Cette naïveté donna à Schaunard la mesure du bonhomme auquel il avait affaire, surtout quand celui-ci eut ajouté qu’il désirait que son portrait fût peint avec des couleurs fines.

— Je n’en emploie jamais d’autres, dit Schaunard. De quelle grandeur Monsieur désire-t-il son portrait ?

— Grand comme ça, répondit M. Blancheron en montrant une toile de vingt. Mais dans quel prix ça va-t-il ?

— De cinquante à soixante francs ; cinquante sans les mains, soixante avec.

— Diable ! mon cousin m’avait parlé de trente francs.

— C’est selon la saison, dit le peintre ; les couleurs sont beaucoup plus chères à différentes époques.

— Tiens ! C’est donc comme le sucre ?

— Absolument.

— Va donc pour cinquante francs, dit M. Blancheron.

— Vous avez tort, pour dix francs de plus vous auriez les mains, dans lesquelles je placerais votre brochure sur la question sucrière, ce qui serait flatteur.

— Ma foi, vous avez raison.

— Sacrebleu ! dit en lui-même Schaunard, s’il continue, il va me faire éclater, et je le blesserai avec un de mes morceaux.

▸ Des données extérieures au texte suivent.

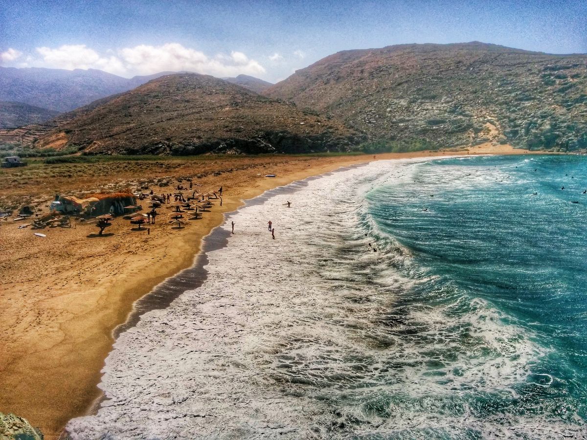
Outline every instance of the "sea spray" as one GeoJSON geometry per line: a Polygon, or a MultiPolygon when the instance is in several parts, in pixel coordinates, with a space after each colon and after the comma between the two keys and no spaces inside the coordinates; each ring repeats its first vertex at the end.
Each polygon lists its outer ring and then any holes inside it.
{"type": "MultiPolygon", "coordinates": [[[[580,438],[585,373],[572,356],[584,336],[572,350],[547,337],[580,326],[520,313],[540,299],[515,290],[515,255],[491,254],[512,239],[532,253],[531,236],[516,238],[510,226],[537,217],[506,221],[518,211],[500,201],[509,188],[501,181],[529,197],[527,172],[549,160],[379,161],[296,185],[291,208],[282,196],[261,198],[222,226],[238,226],[208,254],[200,287],[119,336],[100,385],[107,400],[71,421],[69,435],[580,438]],[[460,208],[471,199],[478,212],[460,208]],[[481,234],[487,218],[511,235],[481,234]]],[[[545,276],[538,292],[560,290],[551,307],[566,293],[561,276],[545,276]]]]}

— As-tu remarqué ? Lui glissa Marcel à l’oreille.

— Quoi ?

— Il a un habit noir.

— Je comprends et je coupe dans tes idées. Laisse-moi faire.

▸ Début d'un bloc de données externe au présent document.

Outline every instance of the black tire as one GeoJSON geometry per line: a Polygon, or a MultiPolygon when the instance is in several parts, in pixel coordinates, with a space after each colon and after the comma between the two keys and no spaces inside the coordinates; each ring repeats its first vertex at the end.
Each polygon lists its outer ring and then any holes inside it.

— Eh bien ! Monsieur, dit le délégué, quand commencerons-nous ? Il ne faudrait pas tarder, car je pars prochainement.

— J’ai moi-même un petit voyage à faire ; après-demain je quitte Paris. Donc, si vous le voulez, nous allons commencer tout de suite. Une bonne séance avancera la besogne.

— Mais il va bientôt faire nuit, et on ne peut pas peindre aux lumières, dit M. Blancheron.

— Mon atelier est disposé pour qu’on puisse travailler à toute heure… reprit le peintre. Si vous voulez ôter votre habit et prendre la pose, nous allons commencer.

— Ôter mon habit ! Pourquoi faire ?

— Ne m’avez-vous pas dit que vous destiniez votre portrait à votre famille ?

— Sans doute.

— Eh bien, alors, vous devez être représenté dans votre costume d’intérieur, en robe de chambre. C’est l’usage d’ailleurs.

— Mais je n’ai pas de robe de chambre ici.

— Mais j’en ai, moi. Le cas est prévu, dit Schaunard en présentant à son modèle un haillon historié de taches de peintures et qui fit tout d’abord hésiter l’honnête provincial.

— Ce vêtement est bien singulier, dit-il.

— Et bien précieux, répondit le peintre. C’est un vizir turc qui en a fait présent à M. Horace Vernet, qui me l’a donné à moi. Je suis son élève.

— Vous êtes élève de Vernet ? dit Blancheron.

— Oui, monsieur, je m’en vante. Horreur, murmura-t-il en lui-même, je renie mes dieux.

— Il y a de quoi, jeune homme, reprit le délégué en endossant la robe de chambre qui avait une si noble origine.

— Accroche l’habit de monsieur au porte-manteau, dit Schaunard à son ami avec un clignement d’yeux significatif.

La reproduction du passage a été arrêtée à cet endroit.